Basic Knowledge of Hard Disk DriveIDE — This is simply an abbreviation for integrated-drive-electronics which is a physical attachment interface and is affiliated with the term ATA. It is often incorrectly used to describe a specific type of IDE/ATA interface known as Parallal-ATA (see PATA). See ATA.

EIDE — An extension of IDE, EIDE, or enhanced-IDE added to IDE support for larger drives (EIDE imposed a limit of 8.4GB, a vast improvement over the 528MB limit imposed by the original IDE design) as well as supporting faster throughput protocols. All modern hard drives whether labeled IDE or EIDE are in fact, EIDE devices.

ATA — An abbreviation for at attachment, (which fully expanded is advanced technology attachment). The ATA standard encompasses all aspects of interfacing with said devices: it defines physical, electrical, transport and command protocols for compliant devices. The ATA specification, introduced by the small form factor committee (SFF) is a 16bit interface which draws it’s roots from the ISA architecture.

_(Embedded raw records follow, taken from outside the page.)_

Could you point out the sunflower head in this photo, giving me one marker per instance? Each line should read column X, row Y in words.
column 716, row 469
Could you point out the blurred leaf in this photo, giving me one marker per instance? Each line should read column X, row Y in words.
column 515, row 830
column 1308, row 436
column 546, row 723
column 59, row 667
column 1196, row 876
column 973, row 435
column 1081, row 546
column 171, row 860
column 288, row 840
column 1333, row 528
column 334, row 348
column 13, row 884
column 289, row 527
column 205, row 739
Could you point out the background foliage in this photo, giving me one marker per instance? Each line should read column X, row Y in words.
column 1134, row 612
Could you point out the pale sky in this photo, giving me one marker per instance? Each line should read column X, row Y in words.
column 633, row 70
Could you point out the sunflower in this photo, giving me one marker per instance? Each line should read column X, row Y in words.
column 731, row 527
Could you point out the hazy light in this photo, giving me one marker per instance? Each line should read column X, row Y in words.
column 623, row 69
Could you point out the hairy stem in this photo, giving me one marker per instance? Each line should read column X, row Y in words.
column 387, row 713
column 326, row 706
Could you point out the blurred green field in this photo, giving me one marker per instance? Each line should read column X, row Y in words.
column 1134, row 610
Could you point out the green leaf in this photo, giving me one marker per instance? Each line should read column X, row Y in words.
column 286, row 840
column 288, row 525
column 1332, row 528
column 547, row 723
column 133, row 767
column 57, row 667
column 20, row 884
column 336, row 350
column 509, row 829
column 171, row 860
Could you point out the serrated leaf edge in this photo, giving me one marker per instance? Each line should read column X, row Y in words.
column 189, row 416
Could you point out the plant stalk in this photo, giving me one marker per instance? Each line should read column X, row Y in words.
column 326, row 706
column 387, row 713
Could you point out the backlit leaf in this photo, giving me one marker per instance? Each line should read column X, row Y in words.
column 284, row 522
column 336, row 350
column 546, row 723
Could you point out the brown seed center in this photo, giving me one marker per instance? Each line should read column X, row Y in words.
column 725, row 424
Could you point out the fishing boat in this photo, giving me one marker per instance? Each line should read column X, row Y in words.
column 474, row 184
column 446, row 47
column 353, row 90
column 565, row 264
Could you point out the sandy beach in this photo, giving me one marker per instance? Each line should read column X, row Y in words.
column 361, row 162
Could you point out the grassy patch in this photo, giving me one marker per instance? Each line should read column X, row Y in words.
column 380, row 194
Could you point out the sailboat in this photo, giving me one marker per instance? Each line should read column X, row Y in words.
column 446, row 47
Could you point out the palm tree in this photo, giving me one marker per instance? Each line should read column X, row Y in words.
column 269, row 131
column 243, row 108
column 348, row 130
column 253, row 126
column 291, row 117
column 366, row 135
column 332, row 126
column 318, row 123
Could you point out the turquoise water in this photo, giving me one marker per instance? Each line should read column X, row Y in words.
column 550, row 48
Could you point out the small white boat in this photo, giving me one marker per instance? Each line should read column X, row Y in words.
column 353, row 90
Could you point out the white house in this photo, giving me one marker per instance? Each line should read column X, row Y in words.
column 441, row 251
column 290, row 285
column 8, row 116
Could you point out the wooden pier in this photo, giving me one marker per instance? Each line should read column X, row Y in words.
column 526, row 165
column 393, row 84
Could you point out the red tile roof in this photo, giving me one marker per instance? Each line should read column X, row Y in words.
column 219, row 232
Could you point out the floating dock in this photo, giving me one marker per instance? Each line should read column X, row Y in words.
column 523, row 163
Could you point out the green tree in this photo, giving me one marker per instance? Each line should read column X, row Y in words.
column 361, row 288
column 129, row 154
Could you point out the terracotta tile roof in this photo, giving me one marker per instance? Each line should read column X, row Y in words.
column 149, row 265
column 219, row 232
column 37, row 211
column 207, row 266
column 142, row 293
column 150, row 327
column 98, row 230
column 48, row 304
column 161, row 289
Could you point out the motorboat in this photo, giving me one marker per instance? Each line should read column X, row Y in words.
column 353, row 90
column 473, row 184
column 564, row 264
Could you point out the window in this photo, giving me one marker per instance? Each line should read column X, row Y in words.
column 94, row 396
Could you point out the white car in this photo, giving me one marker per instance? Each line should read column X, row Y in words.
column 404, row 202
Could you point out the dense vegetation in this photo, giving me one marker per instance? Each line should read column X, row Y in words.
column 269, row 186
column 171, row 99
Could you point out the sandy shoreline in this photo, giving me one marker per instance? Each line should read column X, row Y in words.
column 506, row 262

Important: For the remainder of this guide, the term IDE will be used to define/describe the physical connections while the term ATA will be reserved for discussions revolving the electrical, transport and command protocols. Furthermore, EIDE and IDE drives will be grouped together under IDE and distinctions will be explicitly noted where required.

PATA — Parallel ATA, this refers to drives qualifying under the ATA specification (commonly this refers to non-SCSI drives) and make use of a 40-pin or 80-pin IDE connection. Also commonly (albeit vaguely/incorrectly referred to as “IDE”).

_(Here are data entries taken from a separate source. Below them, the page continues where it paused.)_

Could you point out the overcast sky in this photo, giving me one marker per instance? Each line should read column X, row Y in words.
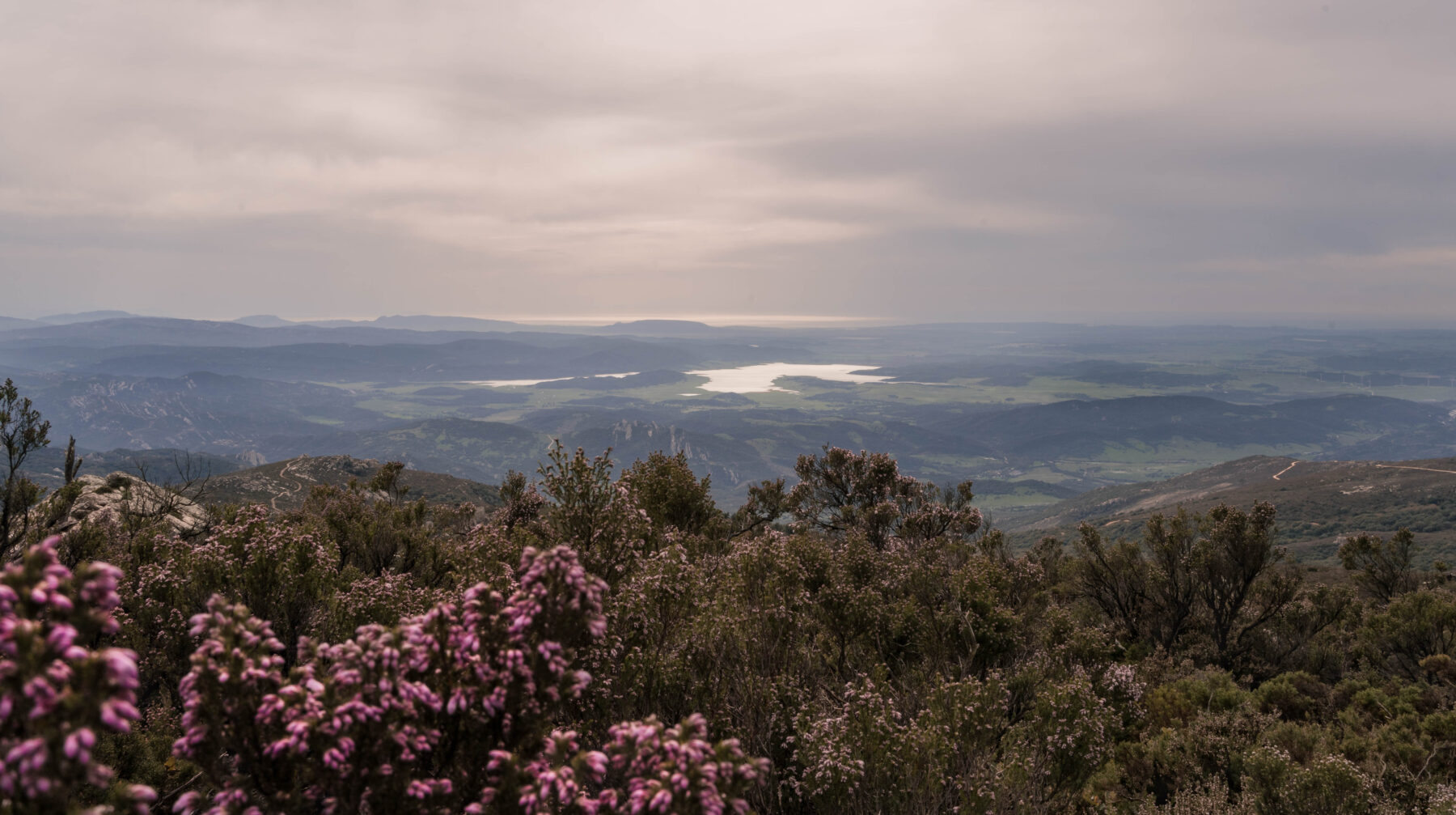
column 903, row 159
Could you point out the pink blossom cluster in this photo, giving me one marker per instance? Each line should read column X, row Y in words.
column 57, row 696
column 446, row 711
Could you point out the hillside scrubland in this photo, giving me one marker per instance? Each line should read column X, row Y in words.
column 602, row 642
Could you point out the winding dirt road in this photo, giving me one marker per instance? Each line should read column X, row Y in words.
column 1283, row 471
column 294, row 491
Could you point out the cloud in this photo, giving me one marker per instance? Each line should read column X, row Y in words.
column 921, row 159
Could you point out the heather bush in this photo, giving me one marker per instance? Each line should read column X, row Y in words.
column 58, row 691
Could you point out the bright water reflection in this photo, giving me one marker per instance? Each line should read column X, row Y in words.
column 760, row 378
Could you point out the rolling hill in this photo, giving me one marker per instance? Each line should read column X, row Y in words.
column 284, row 484
column 1319, row 502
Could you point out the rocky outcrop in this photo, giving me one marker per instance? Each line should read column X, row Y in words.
column 116, row 498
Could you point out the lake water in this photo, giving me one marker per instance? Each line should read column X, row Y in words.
column 526, row 382
column 760, row 378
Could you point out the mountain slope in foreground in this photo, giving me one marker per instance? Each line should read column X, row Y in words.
column 1319, row 502
column 286, row 484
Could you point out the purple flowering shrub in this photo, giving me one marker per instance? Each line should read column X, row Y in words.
column 451, row 711
column 58, row 693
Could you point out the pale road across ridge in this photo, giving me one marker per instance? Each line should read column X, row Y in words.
column 1381, row 465
column 296, row 490
column 1283, row 471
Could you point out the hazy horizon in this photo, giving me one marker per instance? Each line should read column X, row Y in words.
column 1255, row 320
column 900, row 162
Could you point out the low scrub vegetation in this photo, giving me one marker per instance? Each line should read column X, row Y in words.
column 604, row 642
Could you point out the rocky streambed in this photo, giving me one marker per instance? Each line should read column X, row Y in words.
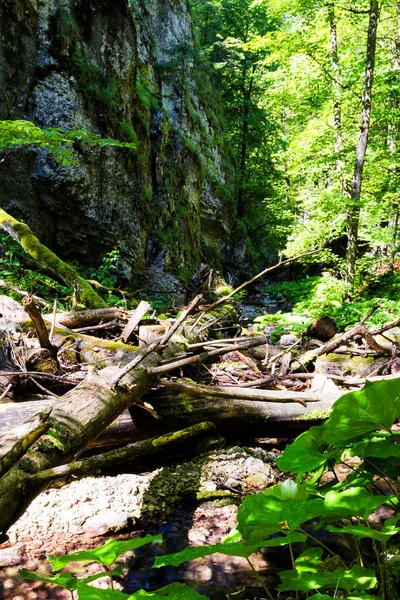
column 190, row 502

SATA — Serial ATA, this refers to drives qualifying under the ATA specification (again, essentially non-SCSI drives) and make use of a seven-pin (three ground, four signal) IDE connection. Native support for boot-time support of SATA drives is dependent on the chipset: if no support is available, boot-time drivers are required. SATA2 (aka SATA-II) is an extension of the serial ATA specification and allows for twice the throughput, connectors remain the same.

Important: For the remainder of this guide, the above terms/definitions PATA and SATA will be adhered to avoid ambiguity with the term “IDE”

PIO — Programmable I/O (input/output), this is a transfer/transport specification which falls under the larger definition of ATA. There are five different versions of PIO, Mode 0 though Mode 4 respectively. Original IDE (non-EIDE drives that is) only supported the first three modes of transfer (3.3MB/s, 5.2MB/s and 8.3MB/s respectively). The reason for this (the limited support) is because the interface was based on the ISA bus which had a limit of 8.3MB/s. Later EIDE drives added support for two more modes of transfer (11.1MB/s and 16.6MB/s respectively). Searching through Google you can find mention here and there of a last transfer specification, PIO Mode 5 which was supposed to support 22.2MB/s however it was not implemented due to the success of the DMA transfer specification. PIO is only supported on modern hardware as a fail-safe and/or troubleshooting transfer specification and should not be used in an active environment.

DMA — An acronym for direct memory access, this is often incorrectly taken to be synonymous with ATA when it is in fact a sub-component of the ATA specification (so it’s not too big a deal). There are six DMA transfer protocols: the first three are “Single-Word” and the latter are “Multi-Word” with the difference being the latter offering improved performance due to bursting operations. Single-Word modes 0-2 support transfer rates of 2.1MB/s, 4.2MB/s and 8.3MB/s respectively. Multi-Word Modes 0-2 support transfer rates of 4.2MB/s, 13.3MB/s and 16.7MB/s. On modern systems, Multi-Word Mode 2 is commonly used as the transfer specification for optical drives.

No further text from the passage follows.